【5】お国替え -残された館山の町-  

表紙

 里見氏の領国安房は東京湾の出入口に位置するため、江戸幕府にとって危険な大名を配置しておける土地ではありませんでした。そもそも里見義実(よしざね)が房総半島に現れた戦国時代当初から、里見氏は東京湾の水軍を掌握し続けた海の戦国武将だったのです。里見氏が安房からの移封を命じられた慶長19年(1614年)9月というのは、大坂城の豊臣秀頼が滅亡に向う大坂冬の陣へ向けて、家康が出陣するわずか1か月前のことでした。里見氏の移封つまり安房からの排除は、幕府にとっては予定されていたことといえるでしょう。

里見氏がいなくなった安房国は、武蔵国浦和領で幕府代官を勤めていた中村弥右衛門尉吉繁と、その手代熊沢三郎左衛門忠勝に任されることとなり、寺社領・幕府領・旗本領・1万石程度の大名領へと分割再編されていきました。とくに内房南部の海岸の村々では、館山城下を含む館山湾南岸は4500石の旗本石川政次、船形・那古を中心とする館山湾北岸は1000石の旗本石川重勝、南無谷{なむや}から岡本城にかけては1500石の旗本小浜守隆に与えられましたが、いずれも幕府の御船手を勤める水軍関係者でした。
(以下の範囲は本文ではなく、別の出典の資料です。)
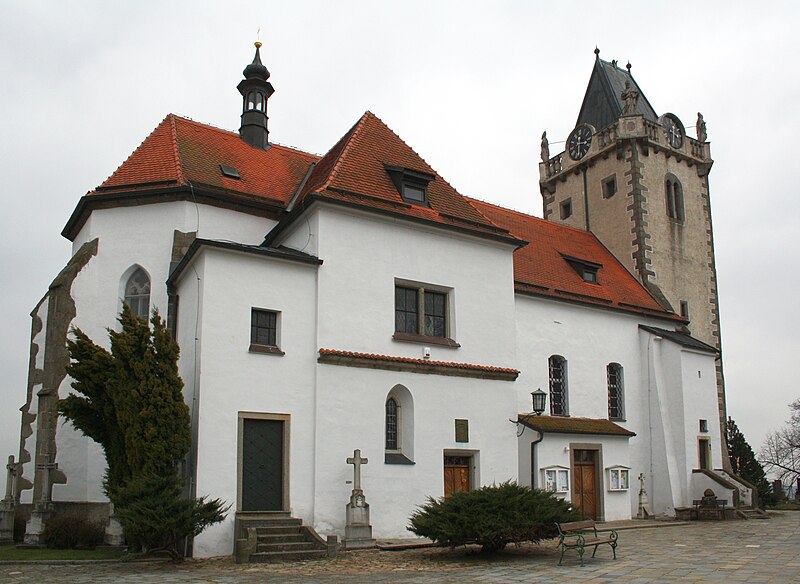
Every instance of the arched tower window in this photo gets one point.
(391, 424)
(137, 293)
(399, 426)
(616, 392)
(559, 405)
(674, 196)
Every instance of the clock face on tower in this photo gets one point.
(673, 130)
(579, 141)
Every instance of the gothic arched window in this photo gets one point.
(674, 195)
(392, 419)
(137, 293)
(616, 392)
(558, 386)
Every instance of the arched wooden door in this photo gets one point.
(584, 484)
(456, 474)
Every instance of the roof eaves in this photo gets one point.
(175, 149)
(279, 253)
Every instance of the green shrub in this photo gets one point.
(66, 531)
(492, 516)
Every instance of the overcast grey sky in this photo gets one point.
(469, 85)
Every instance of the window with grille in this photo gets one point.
(137, 294)
(420, 311)
(391, 424)
(674, 194)
(558, 386)
(616, 393)
(264, 331)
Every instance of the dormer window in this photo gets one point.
(411, 184)
(414, 194)
(586, 270)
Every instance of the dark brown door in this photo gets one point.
(262, 465)
(584, 483)
(705, 453)
(456, 474)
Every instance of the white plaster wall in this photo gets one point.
(28, 443)
(351, 415)
(128, 236)
(363, 255)
(233, 380)
(589, 339)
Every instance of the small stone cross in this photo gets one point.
(357, 461)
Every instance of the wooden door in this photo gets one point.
(584, 483)
(456, 474)
(262, 465)
(704, 446)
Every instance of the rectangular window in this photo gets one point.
(406, 310)
(618, 479)
(422, 315)
(566, 208)
(609, 186)
(264, 331)
(414, 194)
(616, 392)
(558, 386)
(556, 480)
(462, 430)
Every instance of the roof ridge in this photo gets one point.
(176, 153)
(438, 175)
(529, 216)
(233, 133)
(132, 154)
(353, 132)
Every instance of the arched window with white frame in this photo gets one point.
(137, 293)
(399, 426)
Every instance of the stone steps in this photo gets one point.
(751, 513)
(268, 537)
 しかし館山城がなくなり、城下から里見氏の家臣やその関係者が消え、新たな支配役所は小規模で領主関係者も極めて少ないことから、旧城下町は商人と職人・漁師と運送業者などが町内ごとに自立する村・町として維持されていくことになりました。里見氏という求心力がなくなり城下町としての歩みは止まりましたが、それでも高之島湊と海運によって町の活気は明治に至るまで維持されていたのです。